Via Federcarrozzieri:

a) L’ignobile disegno di legge Rca (che copiaincolla ignominiosamente l’articolo 8 del decreto Destinazione Italia) fa perdere all’automobilista un diritto preciso: quello di riparare l’auto dove ritiene opportuno. Dopo aver subìto un incidente (per esempio, se è stato tamponato senza colpa), se il consumatore porta l’auto dal proprio carrozziere di fiducia, rischia di beccarsi un boomerang sul naso: rimane a carico dell’automobilista una somma di denaro. Quanti quattrini ballano? La differenza tra due costi: il prezzo di un lavoro eseguito a regola d’arte, e a prezzi di mercato, dal carrozziere indipendente (esempio, 2.000 euro); la minor somma che l’assicuratore liquiderà parametrandola all’indeterminato importo che asseritamente verrebbe corrisposto a un riparatore convenzionato (esempio, 1.500 euro). Risultato: 500 euro sul groppone dell’automobilista.

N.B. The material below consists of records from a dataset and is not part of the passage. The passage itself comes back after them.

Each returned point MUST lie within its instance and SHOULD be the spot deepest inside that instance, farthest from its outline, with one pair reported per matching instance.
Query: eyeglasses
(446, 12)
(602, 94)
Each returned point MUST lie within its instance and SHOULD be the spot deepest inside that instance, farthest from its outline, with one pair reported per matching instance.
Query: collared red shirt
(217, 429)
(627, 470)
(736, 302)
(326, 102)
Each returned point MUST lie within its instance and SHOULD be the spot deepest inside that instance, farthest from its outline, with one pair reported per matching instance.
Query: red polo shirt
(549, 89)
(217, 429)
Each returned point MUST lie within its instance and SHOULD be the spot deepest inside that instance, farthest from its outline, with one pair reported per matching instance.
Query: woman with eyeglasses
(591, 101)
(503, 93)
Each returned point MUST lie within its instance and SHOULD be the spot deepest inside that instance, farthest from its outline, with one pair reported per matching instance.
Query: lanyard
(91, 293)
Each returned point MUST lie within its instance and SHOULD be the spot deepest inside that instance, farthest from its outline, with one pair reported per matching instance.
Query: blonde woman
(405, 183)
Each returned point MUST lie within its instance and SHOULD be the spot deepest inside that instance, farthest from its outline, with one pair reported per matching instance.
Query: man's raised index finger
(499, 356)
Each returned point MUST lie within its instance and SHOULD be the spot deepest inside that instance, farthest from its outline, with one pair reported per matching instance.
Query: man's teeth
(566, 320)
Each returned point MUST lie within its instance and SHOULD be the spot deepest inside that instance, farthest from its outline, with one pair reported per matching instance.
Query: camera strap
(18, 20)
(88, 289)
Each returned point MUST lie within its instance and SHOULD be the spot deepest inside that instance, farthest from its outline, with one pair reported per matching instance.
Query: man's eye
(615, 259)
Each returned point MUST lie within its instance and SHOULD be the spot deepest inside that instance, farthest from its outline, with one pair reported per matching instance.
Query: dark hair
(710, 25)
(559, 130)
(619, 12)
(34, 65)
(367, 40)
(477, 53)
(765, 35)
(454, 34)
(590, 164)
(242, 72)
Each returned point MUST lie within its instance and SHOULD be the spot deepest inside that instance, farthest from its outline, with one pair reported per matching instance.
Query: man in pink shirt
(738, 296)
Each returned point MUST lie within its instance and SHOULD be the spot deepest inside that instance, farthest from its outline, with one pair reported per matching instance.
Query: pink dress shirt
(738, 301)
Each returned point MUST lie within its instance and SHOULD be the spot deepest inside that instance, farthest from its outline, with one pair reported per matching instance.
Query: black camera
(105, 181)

b) Benoît Hamon è il ministro francese all’Economia sociale. Ma sì, parliamo della Francia. Proprio quella Francia con cui si fanno sempre paragoni: Oltralpe, dice l’Ania (Assicurazioni) e la seguono belando parecchi politici, ci sono molte meno truffe Rca che in Italia; per questo da noi le tariffe Rca sono più alte. In Francia, ‘quel Paese da prendere come modello per la Rca [citazione]’, succede questo: arriva una legge che è esattamente l’opposto del disegno di legge Rca partorito dal nostro Consiglio dei ministri, dietro prepotente spinta del ministero dello Sviluppo economico (specie della Vicari). E chi la fa quella legge? Benoît Hamon, il ministro francese all’Economia sociale. Ebbene, le sigle della Carta di Bologna (Federcarrozzieri, Associazione familiari vittime della strada, Sindacato italiano specialisti in medicina legale e delle assicurazioni, Assoutenti, Comitato unitario patrocinatori stragiudiziali italiani, Organismo unitario dell’avvocatura, Unione avvocati responsabilità civile e assicurativa, Associazione culturale Mo Bast!, Associazione Valore uomo e Sportello dei diritti) propongono norme per rendere il mercato assicurativo più concorrenziale e garantire la tutela dei diritti degli assicurati. Tra queste, la riduzione del tasso di concentrazione sul mercato delle Compagnie, poiché in assenza di concorrenza le aziende presenti finiscono con il dividersi il mercato a proprio piacimento, a discapito degli assicurati.

c) Nella stesura della proposta al Governo, le associazioni si sono ispirate alla legge appena approvata in Francia e presentata dal ministro Benoît Hamon (Loi Hamon, ossia Legge Hamon), per quanto concerne la possibilità di scegliere dove far riparare il proprio veicolo, presupposto indispensabile per la sopravvivenza degli artigiani carrozzieri. Tutti i contratti di assicurazione devono prevedere la facoltà per l’assicurato, in caso di danno garantito dal contratto di scegliere il riparatore delle cui prestazioni sceglie di avvalersi. Questa informazione deve essere fornita nelle condizioni generali di polizza e all’atto della denuncia di sinistro.